Despite appearances, Gates is not asking us to return to the pre-Iraq war status quo. It's helpful to remember a bit of history here. In the 40s, recognizing the importance of Arab oil, FDR famously extended an informal security assurance to the Saudis. But it wasn't until the near-simultaneous Iranian revolution and Soviet invasion of Afghanistan that the U.S., under Jimmy Carter, proclaimed access to the Gulf to be a vital U.S. interest -- or, put another way, that the U.S. would prosecute a war if denied such access. (It's hard to recall now that Carter has been vilified as an incorrigible peacenik, but this was known as the "Carter Doctrine" at the time.) Carter sent minor military assets to the Gulf, and Ronald Reagan formalized the commitment by the creation of Central Command, the U.S. military command responsible for warplanning in the region and management of U.S. military assets and relationships there.

What there wasn't was a significant U.S. military presence in the region. That all changed with Saddam Hussein's invasion of Kuwait. Lost in the swamp of memory is the agita that gripped the GHW Bush administration over putting U.S. troops on Arab soil. The administration -- including a then-pragmatic imperialist named Dick Cheney -- recognized that, in an important sense, the U.S. was crossing a Rubicon.
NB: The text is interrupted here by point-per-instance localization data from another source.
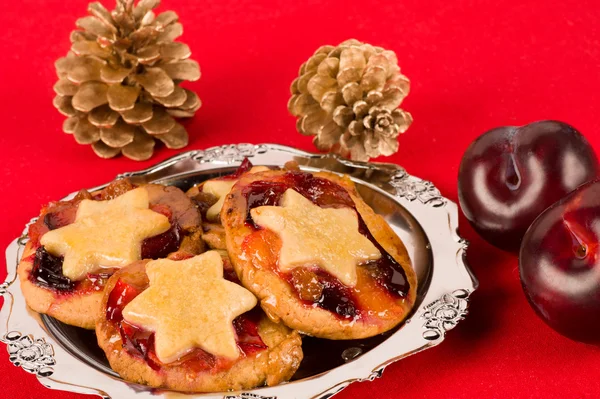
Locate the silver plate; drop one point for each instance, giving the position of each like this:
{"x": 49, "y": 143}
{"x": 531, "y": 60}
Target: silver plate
{"x": 426, "y": 221}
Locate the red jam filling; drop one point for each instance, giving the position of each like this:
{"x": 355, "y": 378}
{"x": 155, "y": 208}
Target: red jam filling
{"x": 139, "y": 342}
{"x": 333, "y": 296}
{"x": 47, "y": 269}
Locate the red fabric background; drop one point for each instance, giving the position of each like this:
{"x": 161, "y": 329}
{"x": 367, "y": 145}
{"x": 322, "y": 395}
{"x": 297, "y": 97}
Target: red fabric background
{"x": 473, "y": 65}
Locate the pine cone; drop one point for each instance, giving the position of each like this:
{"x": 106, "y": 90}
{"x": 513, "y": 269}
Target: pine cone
{"x": 348, "y": 98}
{"x": 119, "y": 83}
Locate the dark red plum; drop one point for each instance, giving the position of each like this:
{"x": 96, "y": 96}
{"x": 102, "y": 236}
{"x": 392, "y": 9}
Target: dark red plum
{"x": 509, "y": 175}
{"x": 559, "y": 264}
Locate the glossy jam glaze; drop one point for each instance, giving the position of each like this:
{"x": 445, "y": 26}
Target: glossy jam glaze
{"x": 47, "y": 269}
{"x": 139, "y": 342}
{"x": 334, "y": 297}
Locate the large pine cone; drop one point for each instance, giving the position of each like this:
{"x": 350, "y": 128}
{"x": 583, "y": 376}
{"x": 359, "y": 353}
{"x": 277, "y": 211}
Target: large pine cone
{"x": 119, "y": 84}
{"x": 348, "y": 98}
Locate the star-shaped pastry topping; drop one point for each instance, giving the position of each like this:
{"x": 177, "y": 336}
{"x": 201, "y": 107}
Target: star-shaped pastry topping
{"x": 220, "y": 189}
{"x": 105, "y": 234}
{"x": 190, "y": 305}
{"x": 311, "y": 235}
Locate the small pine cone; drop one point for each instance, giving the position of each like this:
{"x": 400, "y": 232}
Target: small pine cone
{"x": 119, "y": 83}
{"x": 348, "y": 98}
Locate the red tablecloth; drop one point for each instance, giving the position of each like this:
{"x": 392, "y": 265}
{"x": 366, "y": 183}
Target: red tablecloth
{"x": 473, "y": 65}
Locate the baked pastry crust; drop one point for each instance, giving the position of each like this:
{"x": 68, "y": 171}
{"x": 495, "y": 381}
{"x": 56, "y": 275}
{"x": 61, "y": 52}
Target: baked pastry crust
{"x": 79, "y": 307}
{"x": 258, "y": 272}
{"x": 270, "y": 366}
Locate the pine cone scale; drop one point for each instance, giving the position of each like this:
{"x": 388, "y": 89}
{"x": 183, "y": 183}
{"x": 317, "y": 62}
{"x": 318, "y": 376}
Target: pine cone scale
{"x": 117, "y": 136}
{"x": 103, "y": 116}
{"x": 122, "y": 98}
{"x": 89, "y": 96}
{"x": 348, "y": 98}
{"x": 119, "y": 83}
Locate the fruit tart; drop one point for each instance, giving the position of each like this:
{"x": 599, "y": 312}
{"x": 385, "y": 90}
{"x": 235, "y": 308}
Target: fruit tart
{"x": 189, "y": 326}
{"x": 209, "y": 197}
{"x": 318, "y": 258}
{"x": 76, "y": 245}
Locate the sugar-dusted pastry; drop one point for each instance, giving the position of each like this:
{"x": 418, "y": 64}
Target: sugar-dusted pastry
{"x": 76, "y": 245}
{"x": 189, "y": 326}
{"x": 316, "y": 255}
{"x": 209, "y": 197}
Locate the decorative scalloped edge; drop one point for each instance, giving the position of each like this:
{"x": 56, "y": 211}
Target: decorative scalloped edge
{"x": 36, "y": 356}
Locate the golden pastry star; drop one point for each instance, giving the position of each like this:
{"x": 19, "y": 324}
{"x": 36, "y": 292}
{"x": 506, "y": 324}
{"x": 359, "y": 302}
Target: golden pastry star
{"x": 105, "y": 234}
{"x": 188, "y": 305}
{"x": 311, "y": 235}
{"x": 220, "y": 188}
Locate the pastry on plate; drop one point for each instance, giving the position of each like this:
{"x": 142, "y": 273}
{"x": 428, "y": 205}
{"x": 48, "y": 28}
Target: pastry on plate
{"x": 189, "y": 326}
{"x": 76, "y": 245}
{"x": 318, "y": 258}
{"x": 209, "y": 197}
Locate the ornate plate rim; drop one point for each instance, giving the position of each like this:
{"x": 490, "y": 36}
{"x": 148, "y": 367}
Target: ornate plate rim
{"x": 445, "y": 303}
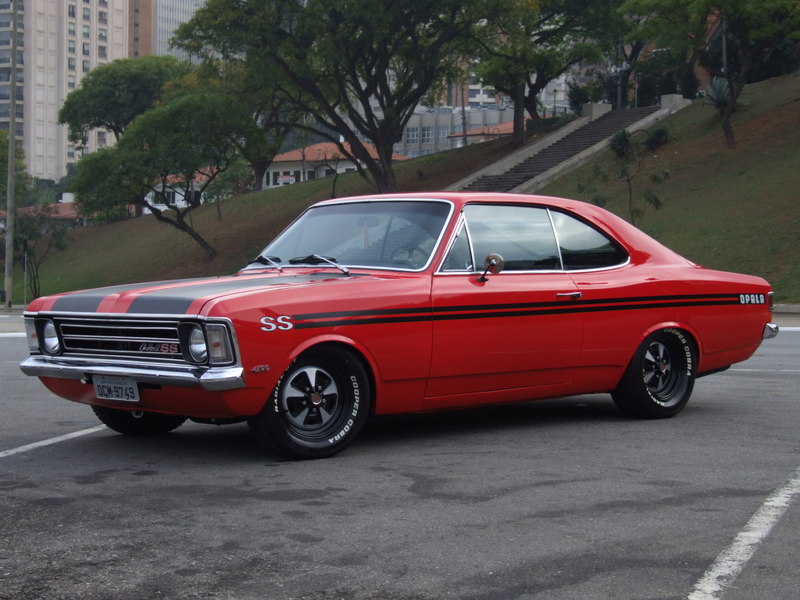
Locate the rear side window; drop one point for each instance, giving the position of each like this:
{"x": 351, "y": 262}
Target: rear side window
{"x": 530, "y": 238}
{"x": 583, "y": 246}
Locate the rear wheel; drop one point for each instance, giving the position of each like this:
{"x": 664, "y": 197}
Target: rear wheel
{"x": 660, "y": 377}
{"x": 137, "y": 422}
{"x": 318, "y": 407}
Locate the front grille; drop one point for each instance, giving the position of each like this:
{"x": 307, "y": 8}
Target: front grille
{"x": 155, "y": 340}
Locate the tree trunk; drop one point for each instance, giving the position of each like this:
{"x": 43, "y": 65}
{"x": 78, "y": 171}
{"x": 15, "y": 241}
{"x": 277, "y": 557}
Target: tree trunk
{"x": 180, "y": 223}
{"x": 519, "y": 115}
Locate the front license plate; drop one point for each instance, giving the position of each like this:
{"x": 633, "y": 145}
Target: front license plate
{"x": 123, "y": 389}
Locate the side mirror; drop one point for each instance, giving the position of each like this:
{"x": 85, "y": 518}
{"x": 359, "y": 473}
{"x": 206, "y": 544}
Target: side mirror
{"x": 493, "y": 264}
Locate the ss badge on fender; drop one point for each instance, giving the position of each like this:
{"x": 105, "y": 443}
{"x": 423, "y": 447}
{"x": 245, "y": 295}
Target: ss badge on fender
{"x": 282, "y": 323}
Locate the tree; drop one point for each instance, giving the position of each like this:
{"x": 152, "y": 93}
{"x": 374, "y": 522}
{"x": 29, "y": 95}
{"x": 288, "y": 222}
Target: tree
{"x": 630, "y": 155}
{"x": 265, "y": 117}
{"x": 751, "y": 31}
{"x": 175, "y": 150}
{"x": 533, "y": 43}
{"x": 358, "y": 67}
{"x": 112, "y": 95}
{"x": 37, "y": 232}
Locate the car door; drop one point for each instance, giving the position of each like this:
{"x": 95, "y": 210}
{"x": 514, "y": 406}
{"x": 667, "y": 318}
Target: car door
{"x": 510, "y": 331}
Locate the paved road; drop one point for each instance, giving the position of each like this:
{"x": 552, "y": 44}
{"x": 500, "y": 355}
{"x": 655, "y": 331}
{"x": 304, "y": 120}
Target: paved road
{"x": 554, "y": 500}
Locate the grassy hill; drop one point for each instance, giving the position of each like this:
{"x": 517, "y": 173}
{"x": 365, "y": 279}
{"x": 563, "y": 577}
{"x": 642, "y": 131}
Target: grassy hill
{"x": 728, "y": 209}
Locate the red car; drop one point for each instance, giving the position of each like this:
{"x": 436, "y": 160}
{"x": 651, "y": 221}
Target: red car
{"x": 397, "y": 304}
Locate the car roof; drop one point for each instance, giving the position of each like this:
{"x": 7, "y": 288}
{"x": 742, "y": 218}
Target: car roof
{"x": 639, "y": 245}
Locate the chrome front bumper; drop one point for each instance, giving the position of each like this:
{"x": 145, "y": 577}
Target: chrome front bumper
{"x": 209, "y": 378}
{"x": 770, "y": 331}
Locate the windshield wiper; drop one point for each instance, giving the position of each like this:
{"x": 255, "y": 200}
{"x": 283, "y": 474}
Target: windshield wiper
{"x": 270, "y": 261}
{"x": 317, "y": 259}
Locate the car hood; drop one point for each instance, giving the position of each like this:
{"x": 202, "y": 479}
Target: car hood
{"x": 185, "y": 296}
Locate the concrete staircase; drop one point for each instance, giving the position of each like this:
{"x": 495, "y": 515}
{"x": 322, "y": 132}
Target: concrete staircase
{"x": 535, "y": 165}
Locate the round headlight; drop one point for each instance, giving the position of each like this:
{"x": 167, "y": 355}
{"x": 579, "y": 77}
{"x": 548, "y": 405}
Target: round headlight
{"x": 50, "y": 342}
{"x": 198, "y": 349}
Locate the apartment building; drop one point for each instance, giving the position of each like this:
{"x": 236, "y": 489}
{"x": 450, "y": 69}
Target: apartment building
{"x": 58, "y": 42}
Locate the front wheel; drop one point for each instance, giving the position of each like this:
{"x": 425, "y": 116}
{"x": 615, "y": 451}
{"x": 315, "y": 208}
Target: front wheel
{"x": 659, "y": 378}
{"x": 137, "y": 422}
{"x": 318, "y": 407}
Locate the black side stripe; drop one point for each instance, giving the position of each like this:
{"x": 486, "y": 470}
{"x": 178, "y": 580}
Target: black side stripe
{"x": 449, "y": 313}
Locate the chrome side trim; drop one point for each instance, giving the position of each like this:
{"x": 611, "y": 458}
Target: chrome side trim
{"x": 209, "y": 378}
{"x": 770, "y": 331}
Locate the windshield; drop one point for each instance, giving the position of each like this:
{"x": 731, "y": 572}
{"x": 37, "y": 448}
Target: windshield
{"x": 390, "y": 234}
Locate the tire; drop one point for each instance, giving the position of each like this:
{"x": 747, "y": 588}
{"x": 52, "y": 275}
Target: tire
{"x": 317, "y": 408}
{"x": 137, "y": 422}
{"x": 660, "y": 377}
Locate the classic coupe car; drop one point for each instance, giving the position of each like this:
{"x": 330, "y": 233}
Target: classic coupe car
{"x": 397, "y": 304}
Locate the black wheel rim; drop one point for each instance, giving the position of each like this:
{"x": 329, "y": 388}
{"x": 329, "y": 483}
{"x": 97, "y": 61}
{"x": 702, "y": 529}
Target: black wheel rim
{"x": 311, "y": 402}
{"x": 663, "y": 376}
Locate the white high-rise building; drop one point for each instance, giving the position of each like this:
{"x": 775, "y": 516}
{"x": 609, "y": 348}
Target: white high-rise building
{"x": 58, "y": 42}
{"x": 154, "y": 22}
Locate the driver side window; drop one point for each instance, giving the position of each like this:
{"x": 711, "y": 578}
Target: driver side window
{"x": 522, "y": 235}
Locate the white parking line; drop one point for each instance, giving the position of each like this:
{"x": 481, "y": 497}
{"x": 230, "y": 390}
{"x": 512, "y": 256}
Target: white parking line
{"x": 730, "y": 563}
{"x": 51, "y": 441}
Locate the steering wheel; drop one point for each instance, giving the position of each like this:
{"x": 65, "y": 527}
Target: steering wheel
{"x": 409, "y": 253}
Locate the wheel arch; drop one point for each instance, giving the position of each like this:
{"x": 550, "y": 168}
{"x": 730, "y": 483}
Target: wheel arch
{"x": 690, "y": 332}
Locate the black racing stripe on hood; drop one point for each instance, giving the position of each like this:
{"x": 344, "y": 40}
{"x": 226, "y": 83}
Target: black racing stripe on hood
{"x": 89, "y": 300}
{"x": 178, "y": 300}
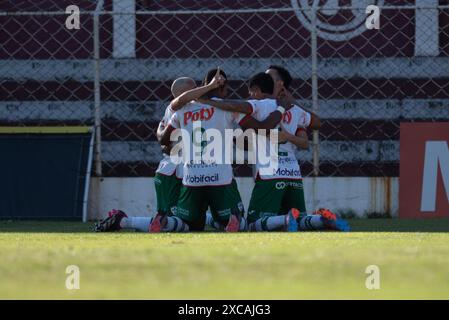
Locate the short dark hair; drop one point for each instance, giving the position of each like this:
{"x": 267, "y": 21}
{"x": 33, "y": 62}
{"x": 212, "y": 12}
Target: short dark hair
{"x": 284, "y": 74}
{"x": 263, "y": 81}
{"x": 211, "y": 74}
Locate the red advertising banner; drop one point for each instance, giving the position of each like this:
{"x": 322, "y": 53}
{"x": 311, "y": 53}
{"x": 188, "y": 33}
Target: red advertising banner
{"x": 424, "y": 170}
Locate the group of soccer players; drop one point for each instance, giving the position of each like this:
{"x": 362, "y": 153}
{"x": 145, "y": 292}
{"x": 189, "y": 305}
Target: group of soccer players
{"x": 192, "y": 195}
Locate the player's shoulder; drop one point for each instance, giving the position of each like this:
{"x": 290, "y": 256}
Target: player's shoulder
{"x": 264, "y": 103}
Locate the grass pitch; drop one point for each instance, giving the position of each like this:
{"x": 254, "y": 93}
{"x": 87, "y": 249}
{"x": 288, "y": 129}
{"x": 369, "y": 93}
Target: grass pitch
{"x": 413, "y": 257}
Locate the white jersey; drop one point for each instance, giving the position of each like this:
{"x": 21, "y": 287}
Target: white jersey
{"x": 195, "y": 118}
{"x": 292, "y": 120}
{"x": 166, "y": 166}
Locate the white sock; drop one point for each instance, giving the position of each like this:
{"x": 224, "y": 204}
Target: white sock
{"x": 268, "y": 223}
{"x": 175, "y": 224}
{"x": 311, "y": 222}
{"x": 137, "y": 223}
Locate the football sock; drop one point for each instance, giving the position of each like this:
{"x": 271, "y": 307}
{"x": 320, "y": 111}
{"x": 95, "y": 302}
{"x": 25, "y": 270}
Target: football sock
{"x": 137, "y": 223}
{"x": 268, "y": 223}
{"x": 311, "y": 222}
{"x": 175, "y": 224}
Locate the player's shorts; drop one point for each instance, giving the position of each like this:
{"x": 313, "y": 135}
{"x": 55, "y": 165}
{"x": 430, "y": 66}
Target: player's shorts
{"x": 222, "y": 200}
{"x": 275, "y": 197}
{"x": 167, "y": 192}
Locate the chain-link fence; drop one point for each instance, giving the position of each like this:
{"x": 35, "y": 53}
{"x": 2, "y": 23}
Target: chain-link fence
{"x": 115, "y": 71}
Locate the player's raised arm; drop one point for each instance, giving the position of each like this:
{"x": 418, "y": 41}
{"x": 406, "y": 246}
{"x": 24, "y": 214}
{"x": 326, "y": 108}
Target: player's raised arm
{"x": 315, "y": 122}
{"x": 300, "y": 139}
{"x": 196, "y": 93}
{"x": 241, "y": 106}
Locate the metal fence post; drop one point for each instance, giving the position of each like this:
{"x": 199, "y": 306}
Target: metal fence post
{"x": 314, "y": 54}
{"x": 97, "y": 96}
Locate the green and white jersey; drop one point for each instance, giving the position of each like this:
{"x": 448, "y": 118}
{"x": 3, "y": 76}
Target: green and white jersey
{"x": 292, "y": 120}
{"x": 197, "y": 119}
{"x": 166, "y": 166}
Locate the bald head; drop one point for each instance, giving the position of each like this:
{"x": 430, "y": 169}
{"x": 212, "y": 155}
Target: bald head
{"x": 181, "y": 85}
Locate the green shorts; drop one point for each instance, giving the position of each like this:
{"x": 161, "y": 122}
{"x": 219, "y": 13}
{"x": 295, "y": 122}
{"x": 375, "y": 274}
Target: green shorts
{"x": 275, "y": 197}
{"x": 167, "y": 192}
{"x": 222, "y": 200}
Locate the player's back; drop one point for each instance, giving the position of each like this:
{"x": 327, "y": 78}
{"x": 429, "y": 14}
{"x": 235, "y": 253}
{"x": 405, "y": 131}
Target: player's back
{"x": 207, "y": 163}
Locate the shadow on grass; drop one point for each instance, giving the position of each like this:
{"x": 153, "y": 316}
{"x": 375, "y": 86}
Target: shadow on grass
{"x": 357, "y": 225}
{"x": 400, "y": 225}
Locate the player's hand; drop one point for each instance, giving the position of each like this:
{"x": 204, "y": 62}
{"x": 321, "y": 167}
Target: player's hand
{"x": 218, "y": 80}
{"x": 166, "y": 149}
{"x": 283, "y": 136}
{"x": 203, "y": 100}
{"x": 285, "y": 102}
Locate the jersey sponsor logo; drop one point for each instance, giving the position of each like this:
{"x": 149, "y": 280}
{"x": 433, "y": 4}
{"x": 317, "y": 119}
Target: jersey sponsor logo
{"x": 203, "y": 178}
{"x": 203, "y": 114}
{"x": 280, "y": 185}
{"x": 287, "y": 172}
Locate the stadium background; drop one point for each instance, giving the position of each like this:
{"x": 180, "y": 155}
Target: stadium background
{"x": 363, "y": 83}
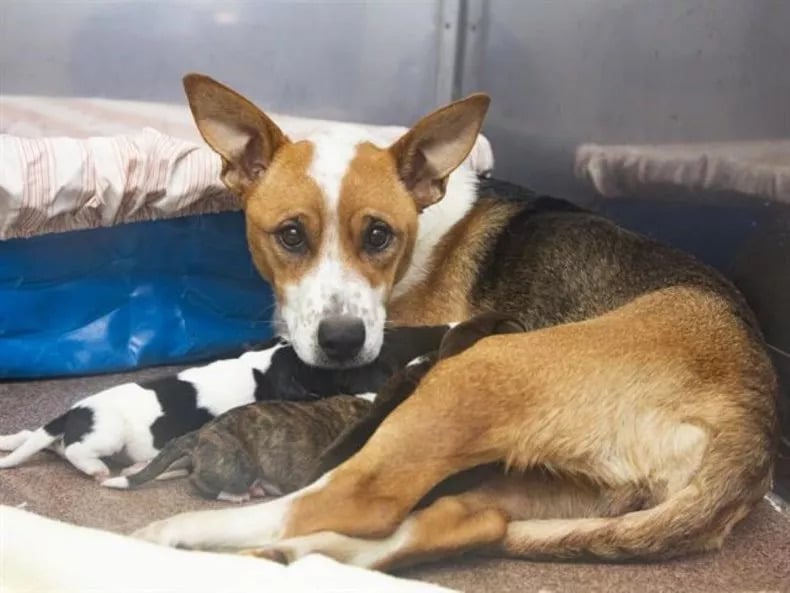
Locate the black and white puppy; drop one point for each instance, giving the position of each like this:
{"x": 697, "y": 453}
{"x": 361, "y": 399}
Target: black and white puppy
{"x": 138, "y": 419}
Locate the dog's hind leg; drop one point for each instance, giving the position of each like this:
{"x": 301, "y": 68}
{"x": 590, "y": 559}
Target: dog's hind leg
{"x": 449, "y": 526}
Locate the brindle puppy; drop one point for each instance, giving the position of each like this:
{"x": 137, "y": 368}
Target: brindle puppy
{"x": 272, "y": 447}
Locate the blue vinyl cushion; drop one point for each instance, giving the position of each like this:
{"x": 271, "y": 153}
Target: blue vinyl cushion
{"x": 109, "y": 299}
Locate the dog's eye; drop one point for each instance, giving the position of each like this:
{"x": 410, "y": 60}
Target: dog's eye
{"x": 291, "y": 236}
{"x": 377, "y": 237}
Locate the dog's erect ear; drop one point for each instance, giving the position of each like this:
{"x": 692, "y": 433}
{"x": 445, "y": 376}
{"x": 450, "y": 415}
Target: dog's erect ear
{"x": 436, "y": 145}
{"x": 467, "y": 334}
{"x": 239, "y": 132}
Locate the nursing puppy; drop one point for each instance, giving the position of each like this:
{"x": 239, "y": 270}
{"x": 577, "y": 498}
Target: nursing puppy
{"x": 139, "y": 419}
{"x": 268, "y": 448}
{"x": 273, "y": 447}
{"x": 637, "y": 415}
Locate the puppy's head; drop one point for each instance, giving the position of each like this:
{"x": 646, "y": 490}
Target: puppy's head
{"x": 467, "y": 334}
{"x": 332, "y": 220}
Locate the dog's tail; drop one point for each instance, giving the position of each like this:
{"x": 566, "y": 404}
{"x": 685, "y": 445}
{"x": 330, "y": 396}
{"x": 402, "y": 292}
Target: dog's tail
{"x": 24, "y": 444}
{"x": 696, "y": 518}
{"x": 174, "y": 456}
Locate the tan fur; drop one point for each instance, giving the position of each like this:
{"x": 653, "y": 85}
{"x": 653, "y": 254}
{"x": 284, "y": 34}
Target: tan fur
{"x": 691, "y": 451}
{"x": 443, "y": 293}
{"x": 643, "y": 432}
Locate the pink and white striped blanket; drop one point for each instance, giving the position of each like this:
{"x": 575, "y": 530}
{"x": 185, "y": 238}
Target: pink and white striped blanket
{"x": 74, "y": 163}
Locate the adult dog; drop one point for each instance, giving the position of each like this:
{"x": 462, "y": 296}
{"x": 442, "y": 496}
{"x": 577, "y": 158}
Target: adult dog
{"x": 634, "y": 419}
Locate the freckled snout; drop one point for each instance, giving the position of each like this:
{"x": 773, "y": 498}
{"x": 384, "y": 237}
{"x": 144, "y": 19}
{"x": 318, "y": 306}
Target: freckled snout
{"x": 341, "y": 337}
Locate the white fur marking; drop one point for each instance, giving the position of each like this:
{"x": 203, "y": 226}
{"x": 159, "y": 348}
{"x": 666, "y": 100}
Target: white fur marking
{"x": 435, "y": 222}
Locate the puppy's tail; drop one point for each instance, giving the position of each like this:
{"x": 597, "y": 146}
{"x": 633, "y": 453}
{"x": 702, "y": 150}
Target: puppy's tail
{"x": 23, "y": 445}
{"x": 697, "y": 518}
{"x": 175, "y": 456}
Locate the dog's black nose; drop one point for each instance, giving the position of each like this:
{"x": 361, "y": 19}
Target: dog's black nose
{"x": 341, "y": 337}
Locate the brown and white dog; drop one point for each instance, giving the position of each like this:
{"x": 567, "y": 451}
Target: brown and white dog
{"x": 634, "y": 419}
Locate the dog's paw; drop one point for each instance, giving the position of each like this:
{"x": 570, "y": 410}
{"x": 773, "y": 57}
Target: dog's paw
{"x": 272, "y": 553}
{"x": 118, "y": 482}
{"x": 173, "y": 532}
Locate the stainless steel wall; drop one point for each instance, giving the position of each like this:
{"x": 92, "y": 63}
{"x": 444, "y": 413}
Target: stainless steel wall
{"x": 370, "y": 60}
{"x": 624, "y": 71}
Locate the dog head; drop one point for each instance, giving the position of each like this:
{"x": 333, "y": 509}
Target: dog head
{"x": 332, "y": 220}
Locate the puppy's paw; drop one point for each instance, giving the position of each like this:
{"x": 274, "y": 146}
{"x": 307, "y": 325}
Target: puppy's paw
{"x": 134, "y": 468}
{"x": 101, "y": 476}
{"x": 237, "y": 498}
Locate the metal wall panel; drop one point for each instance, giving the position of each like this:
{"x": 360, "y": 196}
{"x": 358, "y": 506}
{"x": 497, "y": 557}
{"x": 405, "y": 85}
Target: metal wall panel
{"x": 624, "y": 71}
{"x": 368, "y": 60}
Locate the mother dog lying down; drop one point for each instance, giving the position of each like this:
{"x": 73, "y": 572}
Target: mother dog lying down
{"x": 635, "y": 417}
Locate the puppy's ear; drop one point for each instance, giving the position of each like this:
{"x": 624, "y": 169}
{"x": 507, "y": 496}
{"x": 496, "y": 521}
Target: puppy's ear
{"x": 239, "y": 132}
{"x": 437, "y": 145}
{"x": 467, "y": 334}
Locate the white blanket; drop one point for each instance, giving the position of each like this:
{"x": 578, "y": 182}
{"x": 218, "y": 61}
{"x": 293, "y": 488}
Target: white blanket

Arab sentiment, particularly religious-nationalist sentiment, could be expected to become inflamed by this, which could further destabilize U.S. allies -- and, in a vicious circle, further require infusions of U.S. troops to ensure the survival of friendly regimes. In the end, the administration judged the threat from Saddam to outweigh this theoretical threat; and for years, it didn't materialize anyway. Something on the order of 5,000 troops remained out of view in Saudi Arabia at any given time from 1991 to early 2003, and just off the coast, the U.S. Fifth Fleet navigated the Gulf. No regime fell as a result.

But what did happen was an opening for bin Laden to portray the U.S. as a rapacious force. In his 1998 declaration of war, bin Laden argued that the military presence in Saudi Arabia was merely an inevitable manifestation of half a century of American support for apostate regimes and Israel. In other words, bin Laden said, the wages of the survival of the House of Saud will one day be American jackboots in Mecca. Like all good ideologues, bin Laden found a potent localized grievance and connected it to a much broader vision -- one that demands absolute allegiance. If we had gone back and read the 1998 declaration of jihad before the October 2002 vote for the Iraq war, we might have seen exactly how we were playing into bin Laden's argument. Further wars in the Middle East will do the exact same thing, even if they're with bin Laden's enemies, like Iran. (He once begged the Saudis to fight Saddam, remember.)

None of this is to say we should leave the Persian Gulf. It's certainly not to say we should leave the Persian Gulf because that's what bin Laden demands. What it is to say is that "after" Iraq, we need to reexamine our relationship with the Persian Gulf holistically -- assessing what it is we want (oil, stability, security for Israel & Saudi & Jordan & the GCC, etc.), what we're prepared to commit, for how long, and above all, why. To pretend that we've always been as deep into the Middle East as we are now is a sure-fire way to foreclose that debate before it begins.